README.md
November 25, 2025 · View on GitHub
Data Preparation
You should organize your data according to the following structure.
data/
├── sft/
│ ├── images.zip
│ └── json
│ ├── sft_part_0.json
│ ├── sft_part_1.json
│ ├── sft_part_2.json
│ ├── sft_part_3.json
│ └── sft_part_4.json
└── rl/
│ ├── perception_all_1.parquet
│ ├── perception_all_2.parquet
│ ├── perception_all_3.parquet
│ ├── perception_all_4.parquet
│ ├── perception_all_5.parquet
│ ├── reason.parquet
│ └── search.parquet
└── search_cache/
├── fvqa_train_image_search_results_cache.json
└── cached_images
└── train.zip
Cold Start Data
Please download the SFT data from here. You should firstly unzip the images.zip by using the following command.
cd sft
unzip images.zip
After that, you can run data_convert.py to convert the json data.
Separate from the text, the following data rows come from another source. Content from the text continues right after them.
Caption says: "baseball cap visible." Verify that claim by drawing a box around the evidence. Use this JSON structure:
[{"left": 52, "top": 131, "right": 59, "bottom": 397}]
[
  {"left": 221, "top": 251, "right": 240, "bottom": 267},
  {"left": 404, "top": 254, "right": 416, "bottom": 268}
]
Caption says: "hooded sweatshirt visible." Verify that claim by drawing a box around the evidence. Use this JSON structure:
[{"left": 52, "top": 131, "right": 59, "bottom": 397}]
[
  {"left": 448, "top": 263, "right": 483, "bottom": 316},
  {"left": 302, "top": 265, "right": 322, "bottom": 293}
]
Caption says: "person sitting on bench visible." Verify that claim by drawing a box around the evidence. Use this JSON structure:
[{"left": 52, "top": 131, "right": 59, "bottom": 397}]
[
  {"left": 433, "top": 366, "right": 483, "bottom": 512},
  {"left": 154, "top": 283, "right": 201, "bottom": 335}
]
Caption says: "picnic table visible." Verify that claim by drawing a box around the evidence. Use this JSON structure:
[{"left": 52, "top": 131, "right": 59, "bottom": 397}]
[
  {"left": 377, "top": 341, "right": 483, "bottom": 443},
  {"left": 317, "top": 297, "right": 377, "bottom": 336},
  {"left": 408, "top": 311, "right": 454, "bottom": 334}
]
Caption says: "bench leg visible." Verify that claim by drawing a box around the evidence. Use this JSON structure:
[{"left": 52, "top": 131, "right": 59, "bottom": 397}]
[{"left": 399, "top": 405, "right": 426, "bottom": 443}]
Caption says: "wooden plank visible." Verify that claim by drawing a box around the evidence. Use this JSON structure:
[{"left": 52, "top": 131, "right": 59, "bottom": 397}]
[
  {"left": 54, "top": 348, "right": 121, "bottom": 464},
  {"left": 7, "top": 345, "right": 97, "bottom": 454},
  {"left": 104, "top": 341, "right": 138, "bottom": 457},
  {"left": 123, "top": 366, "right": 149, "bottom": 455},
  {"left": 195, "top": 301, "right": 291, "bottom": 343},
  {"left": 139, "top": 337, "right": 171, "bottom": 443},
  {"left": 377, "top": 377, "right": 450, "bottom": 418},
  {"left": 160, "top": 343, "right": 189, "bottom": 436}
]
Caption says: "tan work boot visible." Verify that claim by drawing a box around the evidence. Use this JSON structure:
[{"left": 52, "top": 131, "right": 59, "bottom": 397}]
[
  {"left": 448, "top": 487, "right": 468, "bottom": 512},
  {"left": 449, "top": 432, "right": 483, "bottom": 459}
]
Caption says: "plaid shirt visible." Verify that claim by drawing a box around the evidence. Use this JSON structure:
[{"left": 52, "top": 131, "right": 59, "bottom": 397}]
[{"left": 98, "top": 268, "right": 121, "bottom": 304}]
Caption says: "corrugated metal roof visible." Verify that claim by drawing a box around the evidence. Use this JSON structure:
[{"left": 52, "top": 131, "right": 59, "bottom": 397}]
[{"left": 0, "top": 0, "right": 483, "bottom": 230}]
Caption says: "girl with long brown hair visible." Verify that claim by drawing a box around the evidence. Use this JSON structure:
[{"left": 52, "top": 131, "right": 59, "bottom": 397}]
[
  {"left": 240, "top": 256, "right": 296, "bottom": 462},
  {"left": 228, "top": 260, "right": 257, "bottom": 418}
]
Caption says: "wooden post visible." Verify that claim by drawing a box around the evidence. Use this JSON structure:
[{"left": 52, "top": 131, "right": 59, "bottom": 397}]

python ../cold_start/data_convert.py --input_path path_to_json_path --data_path path_to_image_path
It is worth noting that we do not provide the multimodal CoT SFT data due to policy reasons.
Search Cache
Please download the search cache from here.
You should firstly unzip the train.zip.
cd search_cache/cached_images
unzip train.zip
Then, you should run cache_convert.py to convert the json data.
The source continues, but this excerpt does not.